Ahora, con Desdémona detrás de él, conduciéndolo al redil, bajó a ver a Gaia Vasilakis. Sentada entre sus padres en el sofá de color espuma de mar, excesivamente relleno, había una chica grande, que llevaba un vestido de crinolina blanco con dobladillo de volantes y mangas abombadas. Sus cortos calcetines blancos también tenían volantes. A Milton le recordaron el pañito de encaje que cubría la tapa del cubo de la basura del baño.

—Vaya, qué cantidad de medallas tiene Milton —observó Gus Vasilakis.

—Para ser Águila de los boy scouts sólo le falta una —informó Lefty.

—¿Y cuál es?

—Natación —contestó Milton—. No sé nadar ni con flotador.

—A mí tampoco se me da muy bien nadar —dijo Gaia, sonriendo.

—Toma una galleta, Miltie —le instó Desdémona.

Milton miró la lata y cogió una galleta.

—Las ha hecho Gaia —insistió Desdémona—. ¿Te gustan?

Milton masticó con aire meditabundo. Al cabo de un momento, levantó el brazo e hizo el saludo de los boy scouts.

—No puedo decir mentiras —afirmó—. Las galletas están asquerosas.

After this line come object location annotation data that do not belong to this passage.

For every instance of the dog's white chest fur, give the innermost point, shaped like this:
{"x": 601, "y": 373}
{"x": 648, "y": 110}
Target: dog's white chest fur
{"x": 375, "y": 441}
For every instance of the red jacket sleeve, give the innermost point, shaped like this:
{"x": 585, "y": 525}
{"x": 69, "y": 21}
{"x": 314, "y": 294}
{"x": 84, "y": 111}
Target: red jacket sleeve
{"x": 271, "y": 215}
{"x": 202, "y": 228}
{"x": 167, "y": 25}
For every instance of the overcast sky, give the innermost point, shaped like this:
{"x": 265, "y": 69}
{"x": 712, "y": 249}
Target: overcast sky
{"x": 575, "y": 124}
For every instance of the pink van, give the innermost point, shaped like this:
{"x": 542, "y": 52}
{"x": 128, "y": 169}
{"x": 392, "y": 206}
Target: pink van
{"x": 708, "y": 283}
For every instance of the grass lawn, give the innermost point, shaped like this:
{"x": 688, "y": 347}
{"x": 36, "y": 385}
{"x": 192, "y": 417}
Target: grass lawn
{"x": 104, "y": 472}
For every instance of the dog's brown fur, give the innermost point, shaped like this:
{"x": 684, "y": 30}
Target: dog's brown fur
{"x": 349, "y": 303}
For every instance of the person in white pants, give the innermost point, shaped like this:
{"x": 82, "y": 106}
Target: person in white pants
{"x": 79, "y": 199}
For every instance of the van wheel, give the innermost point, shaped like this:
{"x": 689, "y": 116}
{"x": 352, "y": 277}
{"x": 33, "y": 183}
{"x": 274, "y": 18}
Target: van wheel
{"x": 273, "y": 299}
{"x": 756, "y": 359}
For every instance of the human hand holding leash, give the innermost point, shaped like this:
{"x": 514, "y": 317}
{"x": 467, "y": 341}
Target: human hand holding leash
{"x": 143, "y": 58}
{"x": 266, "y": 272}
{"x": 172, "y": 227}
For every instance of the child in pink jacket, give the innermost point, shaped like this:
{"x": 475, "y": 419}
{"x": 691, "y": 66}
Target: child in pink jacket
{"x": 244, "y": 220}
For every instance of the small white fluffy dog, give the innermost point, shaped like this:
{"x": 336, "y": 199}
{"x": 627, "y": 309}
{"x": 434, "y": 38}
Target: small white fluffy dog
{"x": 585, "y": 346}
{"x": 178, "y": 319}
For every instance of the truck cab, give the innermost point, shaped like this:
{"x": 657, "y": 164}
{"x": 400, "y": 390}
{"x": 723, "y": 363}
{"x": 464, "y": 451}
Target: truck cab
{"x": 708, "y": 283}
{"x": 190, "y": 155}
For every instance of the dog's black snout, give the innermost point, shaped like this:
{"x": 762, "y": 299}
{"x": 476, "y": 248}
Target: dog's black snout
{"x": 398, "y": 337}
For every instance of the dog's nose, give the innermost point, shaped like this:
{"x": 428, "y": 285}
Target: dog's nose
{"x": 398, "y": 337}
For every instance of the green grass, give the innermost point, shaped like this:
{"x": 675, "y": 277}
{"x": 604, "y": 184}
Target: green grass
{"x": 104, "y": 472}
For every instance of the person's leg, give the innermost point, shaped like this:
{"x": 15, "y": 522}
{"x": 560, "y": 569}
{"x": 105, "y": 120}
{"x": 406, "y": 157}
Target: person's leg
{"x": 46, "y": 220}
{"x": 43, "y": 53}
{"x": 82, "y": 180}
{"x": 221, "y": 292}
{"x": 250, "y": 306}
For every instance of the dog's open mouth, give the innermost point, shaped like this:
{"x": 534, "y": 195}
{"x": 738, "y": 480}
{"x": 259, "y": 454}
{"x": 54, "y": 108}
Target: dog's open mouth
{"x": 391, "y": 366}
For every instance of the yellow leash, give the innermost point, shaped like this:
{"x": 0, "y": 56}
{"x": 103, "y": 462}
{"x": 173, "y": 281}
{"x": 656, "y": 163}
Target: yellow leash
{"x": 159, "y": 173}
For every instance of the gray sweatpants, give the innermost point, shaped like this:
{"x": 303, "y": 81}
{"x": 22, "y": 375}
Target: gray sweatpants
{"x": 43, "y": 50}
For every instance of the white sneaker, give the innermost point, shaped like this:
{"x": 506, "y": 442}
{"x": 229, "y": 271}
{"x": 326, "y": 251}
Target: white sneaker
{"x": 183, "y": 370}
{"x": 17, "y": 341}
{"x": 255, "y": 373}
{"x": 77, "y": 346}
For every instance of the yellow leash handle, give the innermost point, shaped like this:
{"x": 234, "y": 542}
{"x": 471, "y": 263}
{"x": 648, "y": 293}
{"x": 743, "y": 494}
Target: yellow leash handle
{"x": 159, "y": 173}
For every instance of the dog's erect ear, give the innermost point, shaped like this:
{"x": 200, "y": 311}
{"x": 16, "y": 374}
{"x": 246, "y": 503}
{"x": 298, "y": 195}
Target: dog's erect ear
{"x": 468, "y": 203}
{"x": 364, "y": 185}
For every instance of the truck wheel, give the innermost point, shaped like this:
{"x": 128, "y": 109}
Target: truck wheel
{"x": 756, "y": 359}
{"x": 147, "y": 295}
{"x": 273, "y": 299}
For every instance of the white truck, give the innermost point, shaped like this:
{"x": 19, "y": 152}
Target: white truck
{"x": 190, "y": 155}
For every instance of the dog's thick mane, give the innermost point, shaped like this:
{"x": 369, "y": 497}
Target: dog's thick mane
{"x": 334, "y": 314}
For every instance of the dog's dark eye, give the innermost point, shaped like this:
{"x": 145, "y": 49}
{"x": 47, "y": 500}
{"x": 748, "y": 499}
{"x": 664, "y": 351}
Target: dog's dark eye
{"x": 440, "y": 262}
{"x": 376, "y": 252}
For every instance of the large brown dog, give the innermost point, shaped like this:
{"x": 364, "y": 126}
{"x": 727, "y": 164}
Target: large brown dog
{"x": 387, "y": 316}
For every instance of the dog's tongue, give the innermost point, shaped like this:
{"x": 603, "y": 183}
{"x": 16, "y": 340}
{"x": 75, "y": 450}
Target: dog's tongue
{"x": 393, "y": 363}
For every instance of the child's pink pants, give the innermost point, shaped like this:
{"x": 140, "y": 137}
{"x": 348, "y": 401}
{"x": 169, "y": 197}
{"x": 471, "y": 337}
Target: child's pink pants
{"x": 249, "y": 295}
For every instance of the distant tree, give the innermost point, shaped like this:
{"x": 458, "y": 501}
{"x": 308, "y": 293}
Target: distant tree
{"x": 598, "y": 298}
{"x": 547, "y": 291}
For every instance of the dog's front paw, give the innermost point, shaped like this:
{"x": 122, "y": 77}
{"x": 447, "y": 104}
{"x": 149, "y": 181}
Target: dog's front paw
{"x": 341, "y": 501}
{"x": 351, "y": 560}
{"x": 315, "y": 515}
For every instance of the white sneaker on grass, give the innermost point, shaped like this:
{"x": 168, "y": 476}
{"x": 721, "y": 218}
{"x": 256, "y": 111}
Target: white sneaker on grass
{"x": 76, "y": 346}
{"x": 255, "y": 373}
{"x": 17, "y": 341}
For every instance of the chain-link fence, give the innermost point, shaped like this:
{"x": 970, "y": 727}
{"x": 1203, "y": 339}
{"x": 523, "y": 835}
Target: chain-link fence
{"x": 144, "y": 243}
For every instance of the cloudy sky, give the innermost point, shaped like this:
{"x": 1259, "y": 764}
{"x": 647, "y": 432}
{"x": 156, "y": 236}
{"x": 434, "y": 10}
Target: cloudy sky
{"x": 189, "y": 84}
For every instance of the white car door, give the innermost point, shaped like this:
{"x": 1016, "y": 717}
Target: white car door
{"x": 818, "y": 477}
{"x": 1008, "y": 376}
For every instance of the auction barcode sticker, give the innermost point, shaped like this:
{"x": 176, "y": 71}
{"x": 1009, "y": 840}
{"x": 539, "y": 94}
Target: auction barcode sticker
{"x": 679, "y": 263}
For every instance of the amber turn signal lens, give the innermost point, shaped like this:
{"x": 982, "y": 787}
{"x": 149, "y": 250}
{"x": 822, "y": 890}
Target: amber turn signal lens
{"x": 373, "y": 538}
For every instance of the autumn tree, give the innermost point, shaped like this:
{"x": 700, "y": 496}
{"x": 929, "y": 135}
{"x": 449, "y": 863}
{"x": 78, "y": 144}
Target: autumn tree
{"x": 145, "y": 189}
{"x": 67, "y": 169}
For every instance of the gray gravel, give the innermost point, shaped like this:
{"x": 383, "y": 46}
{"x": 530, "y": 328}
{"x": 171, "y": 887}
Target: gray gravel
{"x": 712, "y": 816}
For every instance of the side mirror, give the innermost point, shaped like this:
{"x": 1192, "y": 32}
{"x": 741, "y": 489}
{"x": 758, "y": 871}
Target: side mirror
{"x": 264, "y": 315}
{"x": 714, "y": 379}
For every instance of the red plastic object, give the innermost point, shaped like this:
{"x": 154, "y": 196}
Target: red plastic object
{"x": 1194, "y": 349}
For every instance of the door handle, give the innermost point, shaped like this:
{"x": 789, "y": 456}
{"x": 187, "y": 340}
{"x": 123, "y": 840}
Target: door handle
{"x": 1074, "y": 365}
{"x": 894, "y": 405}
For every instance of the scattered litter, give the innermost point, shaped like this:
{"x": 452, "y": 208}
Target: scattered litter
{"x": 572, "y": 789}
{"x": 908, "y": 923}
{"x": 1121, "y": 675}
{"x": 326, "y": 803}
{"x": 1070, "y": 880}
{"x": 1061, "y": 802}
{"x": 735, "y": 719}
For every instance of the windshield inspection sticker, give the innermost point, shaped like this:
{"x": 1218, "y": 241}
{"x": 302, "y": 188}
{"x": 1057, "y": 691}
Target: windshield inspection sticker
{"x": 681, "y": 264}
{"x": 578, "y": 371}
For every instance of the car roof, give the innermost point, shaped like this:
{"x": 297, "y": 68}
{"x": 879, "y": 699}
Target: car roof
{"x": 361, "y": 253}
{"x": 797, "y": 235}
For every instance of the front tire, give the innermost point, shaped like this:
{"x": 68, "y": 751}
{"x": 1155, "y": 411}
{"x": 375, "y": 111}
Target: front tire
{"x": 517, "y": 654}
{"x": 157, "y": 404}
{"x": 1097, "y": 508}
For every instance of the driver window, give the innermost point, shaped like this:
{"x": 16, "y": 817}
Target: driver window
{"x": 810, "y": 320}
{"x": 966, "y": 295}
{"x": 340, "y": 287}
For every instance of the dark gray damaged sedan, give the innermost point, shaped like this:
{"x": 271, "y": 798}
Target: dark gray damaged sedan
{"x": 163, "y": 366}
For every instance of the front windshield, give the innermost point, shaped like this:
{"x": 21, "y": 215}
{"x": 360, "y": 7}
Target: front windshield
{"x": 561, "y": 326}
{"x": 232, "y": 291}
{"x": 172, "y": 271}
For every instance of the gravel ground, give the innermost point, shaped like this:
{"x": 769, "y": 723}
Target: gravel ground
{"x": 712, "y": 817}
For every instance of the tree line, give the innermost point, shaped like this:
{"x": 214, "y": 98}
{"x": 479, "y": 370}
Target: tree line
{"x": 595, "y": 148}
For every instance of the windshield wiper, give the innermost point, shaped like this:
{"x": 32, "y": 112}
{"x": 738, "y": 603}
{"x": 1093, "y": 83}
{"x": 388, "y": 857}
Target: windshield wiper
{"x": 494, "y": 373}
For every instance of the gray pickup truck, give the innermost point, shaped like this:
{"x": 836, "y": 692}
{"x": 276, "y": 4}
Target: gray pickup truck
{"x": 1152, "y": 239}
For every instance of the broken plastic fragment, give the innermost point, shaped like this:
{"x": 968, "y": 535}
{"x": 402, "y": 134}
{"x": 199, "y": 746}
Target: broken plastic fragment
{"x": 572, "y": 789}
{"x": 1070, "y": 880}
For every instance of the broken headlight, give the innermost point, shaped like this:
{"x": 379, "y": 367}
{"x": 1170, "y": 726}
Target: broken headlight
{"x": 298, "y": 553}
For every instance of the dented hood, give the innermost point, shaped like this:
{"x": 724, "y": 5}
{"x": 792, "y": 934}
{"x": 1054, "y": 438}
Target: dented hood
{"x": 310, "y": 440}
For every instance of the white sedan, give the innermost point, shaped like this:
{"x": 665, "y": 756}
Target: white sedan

¿Hay algo tan increíble como la historia de amor de los propios padres? ¿Algo tan difícil de entender como el hecho de que esos dos jugadores que estaban para el arrastre, siempre en la lista de lesionados, se encontraran una vez en la alineación para el partido de copa? Resulta imposible imaginar a mi padre, cuyo entusiasmo sólo se despertaba, que yo supiera, con la baja de los tipos de interés, víctima de las agudas pasiones de la carne, propias de la adolescencia. Milton tumbado en la cama, soñando con mi madre de la misma manera con que yo soñaría más tarde con el Oscuro Objeto.

Milton escribiendo cartas de amor e incluso —después de leer en la escuela nocturna «A su tímida amada» de Marvel— poemas de amor. Milton mezclando la metafísica de la era isabelina con la rima fácil de Edgar Bergen:

Sorprendes, Tessie Zizmo, tanto

como un nuevo y mecánico aparato

que un directivo de la General Electrica un amigo regala.

La Exposición Universal de ti podría hacer gala…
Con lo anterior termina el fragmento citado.